Splitting the Rainbow
Featuring 12 repeating colors painted vertically on the canvas, this painting is reminiscent of a rainbow. Chang asks the viewers to see his rainbow-colored painting through a smartphone-shaped acrylic sheet placed in front of the painting. Seen through this simple device which uses only one eye, the rainbow is transformed into single colors such as red, yellow and green. Colors of the rainbow are in themselves analytic, but the intervention of another device reverts them to purer colors. The colors reflected by the painting look different depending on the photon’s energy, calculated by multiplying the light's frequency with the Planck constant (hv). Titled ‘Splitting the Rainbow,’ this painting presents an artistic method through which the viewer distinguishes and separates certain colors from the numerous lights that blend around us.
Sestina
[Sestina] is a piece presenting Pi (3.14159...), an irregular, infinite decimal, inflected by Sestina, a series of mathematical rules.
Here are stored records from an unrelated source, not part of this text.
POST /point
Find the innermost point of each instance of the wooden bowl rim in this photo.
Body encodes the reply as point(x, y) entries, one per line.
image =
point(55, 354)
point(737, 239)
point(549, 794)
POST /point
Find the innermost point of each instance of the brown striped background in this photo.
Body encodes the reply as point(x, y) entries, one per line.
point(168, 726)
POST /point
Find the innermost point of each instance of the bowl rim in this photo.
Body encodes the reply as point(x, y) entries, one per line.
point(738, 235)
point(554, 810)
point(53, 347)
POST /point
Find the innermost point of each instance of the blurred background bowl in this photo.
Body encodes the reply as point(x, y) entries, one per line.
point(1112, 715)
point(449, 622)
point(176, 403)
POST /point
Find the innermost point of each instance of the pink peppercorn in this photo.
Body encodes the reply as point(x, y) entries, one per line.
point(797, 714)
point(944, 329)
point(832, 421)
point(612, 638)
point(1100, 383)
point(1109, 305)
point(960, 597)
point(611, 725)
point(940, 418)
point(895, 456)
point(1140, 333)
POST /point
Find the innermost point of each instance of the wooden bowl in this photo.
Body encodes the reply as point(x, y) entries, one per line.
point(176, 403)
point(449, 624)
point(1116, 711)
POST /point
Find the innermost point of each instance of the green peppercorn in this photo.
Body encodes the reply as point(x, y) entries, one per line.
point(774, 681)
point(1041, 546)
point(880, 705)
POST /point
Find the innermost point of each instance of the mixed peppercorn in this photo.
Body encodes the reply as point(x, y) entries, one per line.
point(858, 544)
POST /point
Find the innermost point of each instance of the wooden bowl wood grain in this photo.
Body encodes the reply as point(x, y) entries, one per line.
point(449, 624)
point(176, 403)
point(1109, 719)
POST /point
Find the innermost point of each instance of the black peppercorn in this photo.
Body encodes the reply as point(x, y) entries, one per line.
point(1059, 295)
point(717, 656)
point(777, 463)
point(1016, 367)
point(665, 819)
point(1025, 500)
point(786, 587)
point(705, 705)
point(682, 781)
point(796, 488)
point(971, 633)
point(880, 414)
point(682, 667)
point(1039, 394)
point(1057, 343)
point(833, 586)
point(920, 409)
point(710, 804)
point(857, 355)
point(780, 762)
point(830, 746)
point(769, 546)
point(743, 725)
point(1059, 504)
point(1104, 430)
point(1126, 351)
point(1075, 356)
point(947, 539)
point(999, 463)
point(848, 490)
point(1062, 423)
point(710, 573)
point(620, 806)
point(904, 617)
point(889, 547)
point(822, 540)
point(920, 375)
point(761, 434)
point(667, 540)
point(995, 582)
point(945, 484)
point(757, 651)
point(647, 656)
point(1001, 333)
By designating a unique color on an invisible number (for example, 1 is orange, 5 is emerald), he transforms the number into a visible image. We are living in an umpredictable world. However, at the same time, we can make a prediction 'to a certain degree.' By showing this though the symbolic structure of number, he seeks to represent the world on a smaller scale. There are 2016 squares per image, and each square is hand-painted.
Ratio
Chang converted 4,897 numbers in the decimals of √2 to colors and latch hooked them into a rug. 12th-century troubadour Arnaut Daniel wrote sestinas which were governed by a particular mathematic rule, and Chang took this rule to arrange each color. The non-repetitive decimal’s irregularity collapses as it confronts the strict regularity of Daniel’s sestina. To transcend the rigid and stern approach of filling numbers (colors) according to a predetermined pattern, Chang used a warm and cozy textile to realize a friendly and common yet complex image.
Ten Colors
Color stripes fill up a rectangular paper with width and length having a 1:1.414 ratio. The paper’s ratio, according to the Pythagorean theorem, is equal to the ratio of a square's side length to its diagonal. This is in fact is the ratio of an A4 paper’s width and length, the most familiar paper size to the majority of the world. This frame is divided into six spaces akin to strata. The spaces are filled with stripes of lines; the colors assigned to each number, representing the decimal digits of the infinite sequence of 1.414... Due to the nature of this number, the colors are randomly arranged. In other words, although the frame of this image is ordered, the content is purely chaotic. Chang explained, ‘For me the act of artmaking is the act of materializing such invisible phenomena, and in the process, I experience the asceticism of a repetitive yet non-repetitive process.’
Stars from the CMY
By employing colors and shapes printed on many layers of transparent sheets, [Stars from the CMY] expanded light’s capacity to intervene. Depending on the position of the viewer’s eyes, color or light are blended in real-time. Chang covered his picture frame with a photorefractive film in a way which combines color and shapes. Thereby the images on either side become merged when the artwork is viewed directly from the front. Chang explained that, while printed ink is based on the principle of subtractive color mixing, the introduction of this transparent device resulted in additive color mixing which is akin to that of light.